Description of problem: Install ia64 RHEL5.4 alpha with Xen kernel. Use modprobe -r to remove some pci device driver. System will throw out Error messange and call trace. [root@maxcv ~]# modprobe -r e1000e BUG: warning at drivers/xen/core/pci.c:41/pci_bus_remove_wrapper() (Tainted: G ) Call Trace: [<a00000010001d240>] show_stack+0x40/0xa0 sp=e00000019016fbf0 bsp=e000000190169298 [<a00000010001d2d0>] dump_stack+0x30/0x60 sp=e00000019016fdc0 bsp=e000000190169280 [<a000000100415540>] pci_bus_remove_wrapper+0x120/0x140 sp=e00000019016fdc0 bsp=e000000190169260 [<a000000100400da0>] __device_release_driver+0x160/0x1c0 sp=e00000019016fdd0 bsp=e000000190169228 [<a0000001004015f0>] driver_detach+0x170/0x200 sp=e00000019016fdd0 bsp=e0000001901691f0 [<a0000001003ff5e0>] bus_remove_driver+0x120/0x180 sp=e00000019016fdd0 bsp=e0000001901691c0 [<a000000100401700>] driver_unregister+0x20/0x60 sp=e00000019016fdd0 bsp=e0000001901691a0 [<a0000001003058b0>] pci_unregister_driver+0x50/0x120 sp=e00000019016fdd0 bsp=e000000190169170 [<a0000002015a5850>] e1000_exit_module+0x30/0x1530 [e1000e] sp=e00000019016fdd0 bsp=e000000190169158 [<a0000001000da3c0>] sys_delete_module+0x3c0/0x460 sp=e00000019016fdd0 bsp=e0000001901690e8 [<a00000010006ae00>] xen_trace_syscall+0x100/0x140 sp=e00000019016fe30 bsp=e0000001901690e8 [<a000000000010620>] __start_ivt_text+0xffffffff00010620/0x400 sp=e000000190170000 bsp=e0000001901690e8 Version-Release number of selected component (if applicable): xen-3.0.3-87.el5 kernel-xen-2.6.18-152.el5 Linux maxcv.rx3600-11.test 2.6.18-152.el5xen #1 SMP Wed Jun 3 19:21:01 EDT 2009 ia64 ia64 ia64 GNU/Linux How reproducible: always Steps to Reproduce: 1.modprobe -r device-driver-name 2. 3. Actual results: popup error msg and call trace Expected results: no popup msg Additional info:
if we do the following: 1) modprobe -r device-drivers (e1000e) 2) when modprobe -r finished , then "modprobe e1000e "really quick. we will find [root@maxcv ~]# modprobe e1000e map irq failed 0000:52:00.0: Failed to initialize MSI interrupts.
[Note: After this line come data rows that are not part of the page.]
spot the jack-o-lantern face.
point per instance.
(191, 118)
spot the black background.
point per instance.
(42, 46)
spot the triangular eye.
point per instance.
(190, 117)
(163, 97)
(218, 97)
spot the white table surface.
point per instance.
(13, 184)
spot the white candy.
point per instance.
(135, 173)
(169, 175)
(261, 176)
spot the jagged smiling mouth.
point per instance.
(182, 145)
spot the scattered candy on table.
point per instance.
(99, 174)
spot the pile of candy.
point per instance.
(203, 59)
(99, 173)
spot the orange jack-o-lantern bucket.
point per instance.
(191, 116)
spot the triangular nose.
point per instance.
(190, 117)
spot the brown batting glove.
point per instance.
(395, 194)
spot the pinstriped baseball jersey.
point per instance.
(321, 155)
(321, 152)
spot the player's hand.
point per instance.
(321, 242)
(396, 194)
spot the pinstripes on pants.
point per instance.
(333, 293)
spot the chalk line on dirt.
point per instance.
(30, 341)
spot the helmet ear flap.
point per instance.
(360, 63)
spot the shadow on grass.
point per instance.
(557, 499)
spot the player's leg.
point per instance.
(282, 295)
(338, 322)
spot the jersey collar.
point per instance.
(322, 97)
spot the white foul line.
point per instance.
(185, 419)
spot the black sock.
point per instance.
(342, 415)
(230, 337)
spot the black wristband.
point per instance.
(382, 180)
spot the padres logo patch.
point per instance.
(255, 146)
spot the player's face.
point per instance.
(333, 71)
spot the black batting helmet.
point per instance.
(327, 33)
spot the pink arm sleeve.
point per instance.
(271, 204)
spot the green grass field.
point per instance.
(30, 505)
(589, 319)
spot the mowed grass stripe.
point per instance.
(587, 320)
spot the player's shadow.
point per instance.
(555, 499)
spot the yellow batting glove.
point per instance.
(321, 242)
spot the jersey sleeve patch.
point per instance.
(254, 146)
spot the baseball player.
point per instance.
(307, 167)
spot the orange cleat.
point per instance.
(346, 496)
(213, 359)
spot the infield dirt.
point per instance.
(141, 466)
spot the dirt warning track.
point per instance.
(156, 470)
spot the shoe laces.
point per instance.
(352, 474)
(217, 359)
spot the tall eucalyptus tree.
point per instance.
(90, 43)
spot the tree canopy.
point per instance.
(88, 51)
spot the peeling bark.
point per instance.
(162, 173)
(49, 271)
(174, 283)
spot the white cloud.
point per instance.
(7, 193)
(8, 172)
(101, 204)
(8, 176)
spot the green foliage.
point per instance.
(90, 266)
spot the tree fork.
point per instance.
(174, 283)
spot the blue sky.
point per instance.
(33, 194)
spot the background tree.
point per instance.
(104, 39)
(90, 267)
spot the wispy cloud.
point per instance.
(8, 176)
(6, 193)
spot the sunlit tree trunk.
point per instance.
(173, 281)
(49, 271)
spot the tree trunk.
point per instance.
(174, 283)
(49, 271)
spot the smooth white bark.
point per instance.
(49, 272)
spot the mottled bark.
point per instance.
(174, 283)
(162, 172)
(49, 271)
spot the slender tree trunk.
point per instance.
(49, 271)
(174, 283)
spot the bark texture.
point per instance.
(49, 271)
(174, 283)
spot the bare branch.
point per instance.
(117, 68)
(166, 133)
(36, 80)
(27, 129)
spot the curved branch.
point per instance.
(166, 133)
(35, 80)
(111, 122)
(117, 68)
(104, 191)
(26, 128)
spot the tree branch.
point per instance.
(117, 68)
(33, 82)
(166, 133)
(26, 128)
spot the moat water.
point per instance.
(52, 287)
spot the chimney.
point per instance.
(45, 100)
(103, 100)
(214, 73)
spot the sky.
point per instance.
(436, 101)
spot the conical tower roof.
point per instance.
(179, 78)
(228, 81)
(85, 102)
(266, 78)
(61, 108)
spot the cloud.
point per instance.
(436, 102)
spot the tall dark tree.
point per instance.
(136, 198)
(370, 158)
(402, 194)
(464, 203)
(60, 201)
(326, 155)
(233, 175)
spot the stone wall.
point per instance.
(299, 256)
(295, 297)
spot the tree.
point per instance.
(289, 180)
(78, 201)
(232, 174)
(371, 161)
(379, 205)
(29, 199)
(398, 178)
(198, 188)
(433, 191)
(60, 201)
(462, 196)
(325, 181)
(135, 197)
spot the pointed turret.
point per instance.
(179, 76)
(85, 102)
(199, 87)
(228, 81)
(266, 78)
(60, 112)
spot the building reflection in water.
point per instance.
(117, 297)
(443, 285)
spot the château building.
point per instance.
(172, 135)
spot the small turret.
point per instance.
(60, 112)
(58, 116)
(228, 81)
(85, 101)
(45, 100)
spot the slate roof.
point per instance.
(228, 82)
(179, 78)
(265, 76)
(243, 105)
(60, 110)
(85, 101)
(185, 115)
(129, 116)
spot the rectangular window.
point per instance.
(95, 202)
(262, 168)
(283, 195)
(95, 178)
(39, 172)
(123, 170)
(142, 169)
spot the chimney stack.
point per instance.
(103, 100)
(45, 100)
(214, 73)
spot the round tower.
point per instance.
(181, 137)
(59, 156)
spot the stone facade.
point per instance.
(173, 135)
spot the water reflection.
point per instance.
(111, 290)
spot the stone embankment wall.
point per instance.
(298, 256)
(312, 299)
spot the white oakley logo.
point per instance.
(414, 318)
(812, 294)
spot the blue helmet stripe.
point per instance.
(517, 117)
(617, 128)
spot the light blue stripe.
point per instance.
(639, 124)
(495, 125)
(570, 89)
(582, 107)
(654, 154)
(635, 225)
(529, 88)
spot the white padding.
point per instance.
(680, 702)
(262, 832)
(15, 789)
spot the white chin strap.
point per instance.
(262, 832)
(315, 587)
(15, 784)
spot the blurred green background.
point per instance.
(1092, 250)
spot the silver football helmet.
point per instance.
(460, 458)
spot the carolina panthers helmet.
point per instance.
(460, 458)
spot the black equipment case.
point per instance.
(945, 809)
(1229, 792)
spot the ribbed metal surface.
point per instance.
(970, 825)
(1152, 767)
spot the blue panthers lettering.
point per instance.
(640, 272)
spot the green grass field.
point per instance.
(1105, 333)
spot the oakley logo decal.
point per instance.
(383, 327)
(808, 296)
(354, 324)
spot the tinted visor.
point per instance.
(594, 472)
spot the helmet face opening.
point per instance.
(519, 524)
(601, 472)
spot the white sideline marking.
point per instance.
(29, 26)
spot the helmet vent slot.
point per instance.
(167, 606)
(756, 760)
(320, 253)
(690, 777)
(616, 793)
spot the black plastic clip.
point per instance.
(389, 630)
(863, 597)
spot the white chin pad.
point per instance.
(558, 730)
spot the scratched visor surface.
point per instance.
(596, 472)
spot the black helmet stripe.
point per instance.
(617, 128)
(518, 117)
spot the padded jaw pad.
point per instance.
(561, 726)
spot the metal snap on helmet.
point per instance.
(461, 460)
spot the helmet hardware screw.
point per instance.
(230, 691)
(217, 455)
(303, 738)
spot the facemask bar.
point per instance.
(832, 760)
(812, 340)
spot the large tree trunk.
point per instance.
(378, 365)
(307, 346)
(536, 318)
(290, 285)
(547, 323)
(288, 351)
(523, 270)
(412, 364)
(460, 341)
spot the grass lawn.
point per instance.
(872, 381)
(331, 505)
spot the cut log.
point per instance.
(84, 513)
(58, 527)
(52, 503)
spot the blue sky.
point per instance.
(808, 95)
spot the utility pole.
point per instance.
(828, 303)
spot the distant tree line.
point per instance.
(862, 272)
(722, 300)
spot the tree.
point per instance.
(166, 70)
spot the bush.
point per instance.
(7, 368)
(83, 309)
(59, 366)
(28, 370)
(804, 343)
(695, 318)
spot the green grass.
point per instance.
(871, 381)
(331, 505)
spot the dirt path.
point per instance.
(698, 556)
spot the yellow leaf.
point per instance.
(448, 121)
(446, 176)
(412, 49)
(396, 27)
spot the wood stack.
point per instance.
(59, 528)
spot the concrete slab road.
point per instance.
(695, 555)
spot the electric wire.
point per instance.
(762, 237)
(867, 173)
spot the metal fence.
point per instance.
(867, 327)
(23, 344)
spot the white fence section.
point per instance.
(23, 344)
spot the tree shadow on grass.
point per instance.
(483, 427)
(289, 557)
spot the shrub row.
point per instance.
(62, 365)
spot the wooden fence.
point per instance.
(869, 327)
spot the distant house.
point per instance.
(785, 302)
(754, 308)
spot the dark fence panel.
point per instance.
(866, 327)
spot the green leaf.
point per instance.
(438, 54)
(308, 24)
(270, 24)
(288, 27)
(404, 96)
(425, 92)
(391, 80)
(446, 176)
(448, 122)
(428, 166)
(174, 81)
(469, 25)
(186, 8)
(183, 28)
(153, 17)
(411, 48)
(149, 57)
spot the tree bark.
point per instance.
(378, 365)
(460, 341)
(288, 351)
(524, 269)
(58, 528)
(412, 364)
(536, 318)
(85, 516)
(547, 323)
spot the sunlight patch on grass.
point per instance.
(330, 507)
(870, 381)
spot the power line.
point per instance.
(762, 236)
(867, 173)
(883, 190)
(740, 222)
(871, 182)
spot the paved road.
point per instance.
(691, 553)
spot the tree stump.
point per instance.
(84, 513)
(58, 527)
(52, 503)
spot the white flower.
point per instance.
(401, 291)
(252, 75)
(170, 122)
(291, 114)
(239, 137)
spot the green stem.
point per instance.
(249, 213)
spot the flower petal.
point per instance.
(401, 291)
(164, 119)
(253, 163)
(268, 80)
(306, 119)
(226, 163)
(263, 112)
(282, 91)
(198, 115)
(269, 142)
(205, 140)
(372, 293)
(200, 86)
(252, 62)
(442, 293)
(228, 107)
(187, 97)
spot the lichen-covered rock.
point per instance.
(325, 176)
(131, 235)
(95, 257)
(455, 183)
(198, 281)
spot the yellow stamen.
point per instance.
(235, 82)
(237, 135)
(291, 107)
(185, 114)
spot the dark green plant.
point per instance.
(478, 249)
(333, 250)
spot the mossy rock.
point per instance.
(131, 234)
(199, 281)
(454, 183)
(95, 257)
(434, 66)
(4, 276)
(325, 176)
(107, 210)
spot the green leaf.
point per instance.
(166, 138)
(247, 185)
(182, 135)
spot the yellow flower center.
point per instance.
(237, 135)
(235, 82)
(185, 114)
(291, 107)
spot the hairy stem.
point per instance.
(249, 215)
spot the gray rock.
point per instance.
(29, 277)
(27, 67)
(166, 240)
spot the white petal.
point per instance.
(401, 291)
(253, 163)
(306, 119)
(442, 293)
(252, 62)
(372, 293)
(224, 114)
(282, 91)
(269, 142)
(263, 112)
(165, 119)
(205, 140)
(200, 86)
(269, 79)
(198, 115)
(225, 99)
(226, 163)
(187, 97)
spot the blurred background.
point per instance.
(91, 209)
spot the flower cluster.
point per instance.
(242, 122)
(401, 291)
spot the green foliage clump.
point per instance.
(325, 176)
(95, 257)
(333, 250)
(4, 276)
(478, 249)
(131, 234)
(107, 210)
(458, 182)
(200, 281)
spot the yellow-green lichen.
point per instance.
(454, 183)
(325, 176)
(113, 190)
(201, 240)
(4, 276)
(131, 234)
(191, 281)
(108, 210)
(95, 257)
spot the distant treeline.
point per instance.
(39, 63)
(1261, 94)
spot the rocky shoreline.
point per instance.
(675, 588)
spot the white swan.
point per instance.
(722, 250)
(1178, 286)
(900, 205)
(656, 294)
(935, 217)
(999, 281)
Falling back to legacy interrupts. map irq failed 0000:52:00.1: Failed to initialize MSI interrupts. Falling back to legacy interrupts. map irq failed 0000:8b:00.0: Failed to initialize MSI interrupts. Falling back to legacy interrupts. map irq failed 0000:8b:00.1: Failed to initialize MSI interrupts. Falling back to legacy interrupts.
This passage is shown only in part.